I congratulate my right hon. Friend on securing this debate and on the huge amount of work he has done on this issue over many years.
Unfortunately, this saga has seriously affected the reputation of one of my constituents. I use the word “saga” because what I find so unacceptable—I think my right hon. Friend was just coming to this—is the delay. For year upon year, people’s reputations have been on the line and sub-postmasters have not known what their status or position is or how the issue is progressing. I find the Post Office’s foot-dragging, inefficiency, and years of delay absolutely unacceptable.
My hon. Friend is absolutely right. When people’s houses are being repossessed, as is happening throughout the country, time really matters.
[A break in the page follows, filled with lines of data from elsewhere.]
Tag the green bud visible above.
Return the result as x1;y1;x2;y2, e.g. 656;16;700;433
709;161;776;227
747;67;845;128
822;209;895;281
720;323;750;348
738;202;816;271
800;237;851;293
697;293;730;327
The Post Office has been arguing that these cases should be excluded. It has been doing it at a stage of the process when there is not professional representation in front of the working group, because no professional advisers have appeared before it. Even the sub-postmasters have not appeared in front of the working group when the Post Office is arguing that they should be excluded from mediation. Despite the Post Office’s heralding the payment of professional support for all those sub-postmasters, in practice it is a sham. It is doing it in the interests of the integrity of the scheme.
What conclusions must we reach, therefore? The Post Office has built up the hopes of sub-postmasters so the scheme has their support. It has broken its word to Members of Parliament in so many different respects that it is frankly bewildering. There are many ways to describe it, but I think the best is to say that the Post Office has been duplicitous. It has spent public money on a mediation scheme that it has set out to sabotage.
In the “Today” programme interview last week, the Post Office spokesman said:
“I am really sorry if people have faced lifestyle problems as a result of their having been working in Post Office branches.”
These are not “lifestyle problems”. Jo Hamilton had to get help from her parents as well as from her village. Her mother and her father then both had a stroke. Was that connected? I suspect that it was. Some sub-postmasters lost their businesses, their houses and their reputations; some went through divorces and lost their families; some had to live in their cars; some had health problems; and Noel Thomas and others went to prison. Those are not “lifestyle problems”.
The Post Office spokesman also said that, “It’s not yet over.” If it was up to the Post Office, it would be; the Post Office is trying to close down the mediation scheme. And for some who have been through mediation it is actually over, because they have experienced legal bullying and the Post Office has no intention of getting to the bottom of what went wrong. Documents have been destroyed or lost.